Purchase this album: Amazon
THE SCENE: All over the world, for as long as human have performed, masks have been used to shelter identities while speaking truths, no matter how base those truths may be. New York musician Marc Anthony Thompson released two pop-soul albums under his own name in the 1980s but unleashed his sacred and profane persona Chocolate Genius in the late ‘90s. Witty and urbane, naïve and spastic his second album Godmusic demands your respect without requiring your approval.
His burnished, hushed baritone draws you in like a confessional then traps you there like a fly in a web, each song slowly progressing as if gravity is its enemy. On first listen the tunes seem ordinary, familiar, but each playback reveals additional layers.
The hymnlike moods are caressed into creation, from the mournful barbershop quartet of “Infidel Blues” or the ambient piano accents of the womb-like “Love”:
Love, love, love/ Poets talk
Love, love, love/ They don’t know
Love, love, love/ Stupid motherfuckers
Lyrically searching for happiness in a bleak world, he evokes a new dawn rising in the shimmering “Bossman Piss (In My Lemonade)” and literally creates God music with the ringing and squealing “To Serve You”.
“Planet Rock” is not a cover of the Afrika Bambaataa classic but a wheezy and cheesy eulogy to a lost friend, its synthetic candy-ass tones as cheap as the drugs she took:
I know a girl from planet rock
who swears that she can stop?
I heard her scream without a sound
burn her father’s house to the ground
I told myself I wouldn’t waste a song
Because she’s gone.
This may the only album I’ve heard that tries to be as wry as possible.

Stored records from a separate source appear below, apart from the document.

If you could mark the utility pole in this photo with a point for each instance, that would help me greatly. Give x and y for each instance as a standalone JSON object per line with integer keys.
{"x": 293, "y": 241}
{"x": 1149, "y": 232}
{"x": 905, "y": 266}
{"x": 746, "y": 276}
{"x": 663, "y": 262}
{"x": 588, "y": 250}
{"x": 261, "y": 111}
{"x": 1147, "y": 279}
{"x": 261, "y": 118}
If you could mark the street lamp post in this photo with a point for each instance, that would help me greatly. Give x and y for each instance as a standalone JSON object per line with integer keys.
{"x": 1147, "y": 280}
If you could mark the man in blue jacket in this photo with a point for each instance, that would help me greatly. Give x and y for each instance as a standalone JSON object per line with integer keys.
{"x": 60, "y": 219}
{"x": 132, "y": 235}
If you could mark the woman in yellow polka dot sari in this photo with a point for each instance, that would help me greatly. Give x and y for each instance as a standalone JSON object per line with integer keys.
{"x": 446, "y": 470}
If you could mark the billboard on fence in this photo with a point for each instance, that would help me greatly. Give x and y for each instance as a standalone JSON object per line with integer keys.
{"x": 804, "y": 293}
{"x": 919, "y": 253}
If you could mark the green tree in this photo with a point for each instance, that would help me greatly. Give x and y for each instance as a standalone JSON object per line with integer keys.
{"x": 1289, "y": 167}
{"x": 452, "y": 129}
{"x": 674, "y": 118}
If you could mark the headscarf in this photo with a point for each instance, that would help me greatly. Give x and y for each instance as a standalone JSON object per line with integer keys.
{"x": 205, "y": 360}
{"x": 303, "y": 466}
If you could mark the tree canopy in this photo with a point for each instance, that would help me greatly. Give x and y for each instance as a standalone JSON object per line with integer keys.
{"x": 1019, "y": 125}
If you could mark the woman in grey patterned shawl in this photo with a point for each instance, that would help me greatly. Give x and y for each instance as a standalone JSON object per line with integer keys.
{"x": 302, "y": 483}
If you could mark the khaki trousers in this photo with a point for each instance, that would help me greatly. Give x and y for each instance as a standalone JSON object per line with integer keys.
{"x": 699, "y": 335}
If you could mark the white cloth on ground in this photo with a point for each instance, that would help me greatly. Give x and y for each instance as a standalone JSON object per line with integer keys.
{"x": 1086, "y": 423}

THE FALLOUT: Unclassifiable, unexplainable and essentially unsellable, Godmusic attracted a fistful of great reviews and a thimbleful of sales. In a typical story for this site, Chocolate Genius recorded his next album for another label.
Godmusic is out of print but used copies can be found at Amazon, and you can hear tracks right here:
Starting with out-of-sync warbling and ending with a nod to Truman Capote, Godmusic is refreshingly intelligent, humorous and oddball.